Tracey Emin, sie sich selber als Feministin aber nicht als feministische Künstlerin bezeichnet, kommt  im Londoner Großraum zur Welt. Sie gehört – wie Damien Hirst – zur Gruppe der Young British Artists (YBA), die gemeinsam arbeiten, ausstellen und Erfolg haben. Emin ist nach Hirst die bekannteste Künstlerin aus der Gruppe. Ähnlich der Kristiana-Bohème, zu der Munch gehörte, war auch bei YBA unbedingte Ehrlichkeit die Maxime.

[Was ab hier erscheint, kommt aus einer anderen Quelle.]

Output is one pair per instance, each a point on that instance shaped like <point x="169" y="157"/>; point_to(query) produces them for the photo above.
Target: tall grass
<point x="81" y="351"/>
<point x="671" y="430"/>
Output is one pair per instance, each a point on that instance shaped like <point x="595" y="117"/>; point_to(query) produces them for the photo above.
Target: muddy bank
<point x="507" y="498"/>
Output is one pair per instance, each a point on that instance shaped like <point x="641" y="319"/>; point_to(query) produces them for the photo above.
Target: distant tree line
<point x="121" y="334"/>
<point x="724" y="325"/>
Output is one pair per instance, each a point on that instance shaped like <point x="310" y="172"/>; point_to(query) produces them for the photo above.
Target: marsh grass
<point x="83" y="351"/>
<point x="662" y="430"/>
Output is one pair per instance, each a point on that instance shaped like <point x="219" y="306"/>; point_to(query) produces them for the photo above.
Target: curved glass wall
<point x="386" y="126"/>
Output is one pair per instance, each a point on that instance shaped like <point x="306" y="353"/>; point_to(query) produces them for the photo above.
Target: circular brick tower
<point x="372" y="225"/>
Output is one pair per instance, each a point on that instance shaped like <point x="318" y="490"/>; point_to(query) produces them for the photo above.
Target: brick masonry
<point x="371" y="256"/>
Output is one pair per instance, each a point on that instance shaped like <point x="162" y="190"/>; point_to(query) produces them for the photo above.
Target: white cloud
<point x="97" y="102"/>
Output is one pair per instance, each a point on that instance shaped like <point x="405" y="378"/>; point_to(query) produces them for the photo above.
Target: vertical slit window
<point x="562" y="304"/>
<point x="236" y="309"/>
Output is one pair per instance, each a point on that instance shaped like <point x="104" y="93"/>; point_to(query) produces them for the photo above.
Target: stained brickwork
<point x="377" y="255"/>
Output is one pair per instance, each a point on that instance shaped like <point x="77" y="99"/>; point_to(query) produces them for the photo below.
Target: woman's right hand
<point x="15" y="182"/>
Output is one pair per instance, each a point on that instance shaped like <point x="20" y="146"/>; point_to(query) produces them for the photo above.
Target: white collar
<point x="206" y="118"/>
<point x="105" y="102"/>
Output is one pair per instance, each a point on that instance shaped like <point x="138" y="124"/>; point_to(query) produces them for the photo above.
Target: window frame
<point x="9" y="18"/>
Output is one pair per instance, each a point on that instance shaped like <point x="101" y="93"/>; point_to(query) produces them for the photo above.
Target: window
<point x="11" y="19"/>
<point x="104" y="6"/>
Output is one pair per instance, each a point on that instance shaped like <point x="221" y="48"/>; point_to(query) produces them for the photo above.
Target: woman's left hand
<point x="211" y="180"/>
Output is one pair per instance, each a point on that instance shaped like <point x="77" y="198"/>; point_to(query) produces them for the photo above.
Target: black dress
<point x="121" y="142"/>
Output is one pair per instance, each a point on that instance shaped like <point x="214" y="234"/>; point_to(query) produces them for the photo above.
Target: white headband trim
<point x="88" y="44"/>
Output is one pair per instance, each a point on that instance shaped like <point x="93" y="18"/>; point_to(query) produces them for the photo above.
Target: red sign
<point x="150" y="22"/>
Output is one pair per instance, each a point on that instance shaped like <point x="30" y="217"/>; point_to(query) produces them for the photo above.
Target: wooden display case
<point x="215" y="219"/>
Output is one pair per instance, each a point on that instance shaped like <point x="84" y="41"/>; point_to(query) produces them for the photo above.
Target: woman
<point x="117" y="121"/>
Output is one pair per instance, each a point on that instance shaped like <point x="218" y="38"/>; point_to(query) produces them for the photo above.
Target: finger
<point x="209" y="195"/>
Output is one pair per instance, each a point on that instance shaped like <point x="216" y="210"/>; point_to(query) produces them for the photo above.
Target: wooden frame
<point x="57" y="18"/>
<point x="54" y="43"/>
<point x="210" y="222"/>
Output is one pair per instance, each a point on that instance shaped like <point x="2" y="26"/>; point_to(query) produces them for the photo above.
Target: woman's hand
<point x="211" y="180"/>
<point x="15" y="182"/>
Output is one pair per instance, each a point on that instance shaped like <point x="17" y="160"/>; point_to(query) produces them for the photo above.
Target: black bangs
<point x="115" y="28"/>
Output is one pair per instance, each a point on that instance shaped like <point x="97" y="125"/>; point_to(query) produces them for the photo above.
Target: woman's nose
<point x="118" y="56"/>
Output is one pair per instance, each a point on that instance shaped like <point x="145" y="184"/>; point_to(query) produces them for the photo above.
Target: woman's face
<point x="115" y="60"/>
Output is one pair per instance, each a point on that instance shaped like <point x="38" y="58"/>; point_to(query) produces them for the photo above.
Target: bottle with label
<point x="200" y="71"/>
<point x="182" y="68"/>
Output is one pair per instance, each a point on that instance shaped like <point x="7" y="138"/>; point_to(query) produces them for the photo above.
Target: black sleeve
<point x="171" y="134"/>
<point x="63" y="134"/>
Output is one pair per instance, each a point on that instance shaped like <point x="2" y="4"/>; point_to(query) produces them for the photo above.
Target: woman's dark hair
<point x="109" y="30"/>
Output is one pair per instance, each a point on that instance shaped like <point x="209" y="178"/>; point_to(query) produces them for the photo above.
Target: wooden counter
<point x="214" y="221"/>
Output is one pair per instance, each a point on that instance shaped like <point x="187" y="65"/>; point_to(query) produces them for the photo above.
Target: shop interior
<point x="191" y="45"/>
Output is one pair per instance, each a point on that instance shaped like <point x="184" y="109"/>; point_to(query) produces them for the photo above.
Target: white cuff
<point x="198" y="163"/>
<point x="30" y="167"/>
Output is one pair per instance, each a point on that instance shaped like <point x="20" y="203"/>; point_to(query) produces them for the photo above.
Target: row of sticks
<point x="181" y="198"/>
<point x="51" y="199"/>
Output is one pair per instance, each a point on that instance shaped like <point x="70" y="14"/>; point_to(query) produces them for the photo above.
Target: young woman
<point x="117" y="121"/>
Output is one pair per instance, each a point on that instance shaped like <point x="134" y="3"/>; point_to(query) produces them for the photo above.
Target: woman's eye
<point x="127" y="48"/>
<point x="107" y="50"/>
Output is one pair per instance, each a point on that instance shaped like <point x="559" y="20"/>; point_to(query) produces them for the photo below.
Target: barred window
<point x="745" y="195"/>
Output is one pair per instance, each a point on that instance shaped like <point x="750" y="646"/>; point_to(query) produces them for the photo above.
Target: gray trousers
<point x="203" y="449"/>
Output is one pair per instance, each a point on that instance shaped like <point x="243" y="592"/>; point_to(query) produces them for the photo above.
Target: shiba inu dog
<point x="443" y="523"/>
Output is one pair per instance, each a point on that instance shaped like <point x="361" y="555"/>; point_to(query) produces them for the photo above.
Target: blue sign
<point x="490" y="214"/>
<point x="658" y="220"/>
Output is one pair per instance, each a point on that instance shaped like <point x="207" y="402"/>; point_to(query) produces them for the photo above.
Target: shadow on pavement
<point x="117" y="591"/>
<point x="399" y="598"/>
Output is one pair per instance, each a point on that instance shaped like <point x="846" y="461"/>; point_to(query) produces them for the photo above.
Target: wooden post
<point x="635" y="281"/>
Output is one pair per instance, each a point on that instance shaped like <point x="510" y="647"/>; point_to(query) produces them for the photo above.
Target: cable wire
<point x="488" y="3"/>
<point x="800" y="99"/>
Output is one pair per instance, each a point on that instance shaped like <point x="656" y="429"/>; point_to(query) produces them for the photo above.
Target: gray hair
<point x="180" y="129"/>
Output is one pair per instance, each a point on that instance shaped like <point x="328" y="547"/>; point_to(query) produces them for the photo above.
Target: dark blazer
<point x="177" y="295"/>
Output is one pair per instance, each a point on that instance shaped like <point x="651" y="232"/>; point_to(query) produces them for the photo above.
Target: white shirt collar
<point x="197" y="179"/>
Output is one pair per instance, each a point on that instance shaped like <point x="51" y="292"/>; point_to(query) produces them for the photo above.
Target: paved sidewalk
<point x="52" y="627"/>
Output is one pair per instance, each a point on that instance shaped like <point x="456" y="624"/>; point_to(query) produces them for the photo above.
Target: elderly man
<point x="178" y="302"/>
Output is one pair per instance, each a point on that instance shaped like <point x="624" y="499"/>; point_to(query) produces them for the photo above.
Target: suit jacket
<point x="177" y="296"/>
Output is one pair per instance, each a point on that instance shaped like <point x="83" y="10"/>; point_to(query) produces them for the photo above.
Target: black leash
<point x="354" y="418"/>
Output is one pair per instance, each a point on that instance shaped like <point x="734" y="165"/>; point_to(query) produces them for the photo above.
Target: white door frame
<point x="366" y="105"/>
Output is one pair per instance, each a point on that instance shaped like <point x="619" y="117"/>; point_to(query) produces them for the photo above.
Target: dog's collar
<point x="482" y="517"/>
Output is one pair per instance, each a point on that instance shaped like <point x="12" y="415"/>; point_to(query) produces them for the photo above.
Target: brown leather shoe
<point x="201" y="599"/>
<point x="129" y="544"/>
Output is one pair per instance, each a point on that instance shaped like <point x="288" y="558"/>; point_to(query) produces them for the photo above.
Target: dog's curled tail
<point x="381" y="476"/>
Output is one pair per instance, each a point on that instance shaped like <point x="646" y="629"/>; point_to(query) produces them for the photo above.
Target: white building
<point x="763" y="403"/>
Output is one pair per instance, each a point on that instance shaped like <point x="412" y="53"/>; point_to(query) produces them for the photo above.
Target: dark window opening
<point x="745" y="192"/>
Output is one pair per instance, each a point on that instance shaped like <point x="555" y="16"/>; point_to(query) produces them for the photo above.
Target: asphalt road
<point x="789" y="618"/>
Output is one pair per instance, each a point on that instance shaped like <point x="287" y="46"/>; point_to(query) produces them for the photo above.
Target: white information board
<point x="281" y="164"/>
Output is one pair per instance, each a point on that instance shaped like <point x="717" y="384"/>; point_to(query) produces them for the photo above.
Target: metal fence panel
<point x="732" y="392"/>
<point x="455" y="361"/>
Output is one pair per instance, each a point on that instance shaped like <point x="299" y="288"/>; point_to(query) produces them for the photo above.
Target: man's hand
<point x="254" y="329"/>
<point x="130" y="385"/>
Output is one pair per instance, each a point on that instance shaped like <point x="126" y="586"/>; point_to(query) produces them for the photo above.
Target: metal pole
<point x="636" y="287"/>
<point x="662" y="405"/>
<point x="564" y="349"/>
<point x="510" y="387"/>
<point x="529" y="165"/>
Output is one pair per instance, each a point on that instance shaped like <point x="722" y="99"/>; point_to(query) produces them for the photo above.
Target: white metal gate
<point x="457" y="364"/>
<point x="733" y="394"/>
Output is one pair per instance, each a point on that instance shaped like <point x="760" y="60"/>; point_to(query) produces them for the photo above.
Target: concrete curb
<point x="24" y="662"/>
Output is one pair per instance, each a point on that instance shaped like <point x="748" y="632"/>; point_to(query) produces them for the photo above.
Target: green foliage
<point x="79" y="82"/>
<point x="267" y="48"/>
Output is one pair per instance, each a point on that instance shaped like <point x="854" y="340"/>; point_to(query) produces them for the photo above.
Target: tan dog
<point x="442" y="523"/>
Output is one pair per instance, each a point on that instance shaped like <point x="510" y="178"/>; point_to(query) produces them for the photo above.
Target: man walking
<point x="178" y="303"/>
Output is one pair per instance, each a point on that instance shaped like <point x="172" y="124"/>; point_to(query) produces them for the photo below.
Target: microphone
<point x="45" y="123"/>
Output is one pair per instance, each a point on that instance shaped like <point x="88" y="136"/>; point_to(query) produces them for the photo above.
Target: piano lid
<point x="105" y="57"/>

Emins frühere Installationen wie  „My Bed“ (1998) schockierten. „Everyone I have Slept with“  ist eine Zelt-Installation, mit der sie 1995 bekannt wird. Darin hat sie alle diesbezüglich in Frage kommenden Namen mühsam eingestickt. Das Zelt wurde 2004 bei einem Feuer zerstört und nicht nachgebaut.

Organisiert wurde die intime, mutige Ausstellung vom Munch Museum Oslo und der Royal Academy of Arts. Kari Brandtzæg und Edith Devaney haben sie kuratiert. Geplant war sie ursprünglich bis Ende Februar 2021. Die Organisatoren hoffen aber, die Türen nochmals zu öffnen und  auch die leidenden Bilder aus dem lockdown zu holen.

Christa Blenk

und dieses Bild hätte der Ausstellung auch gut gestanden!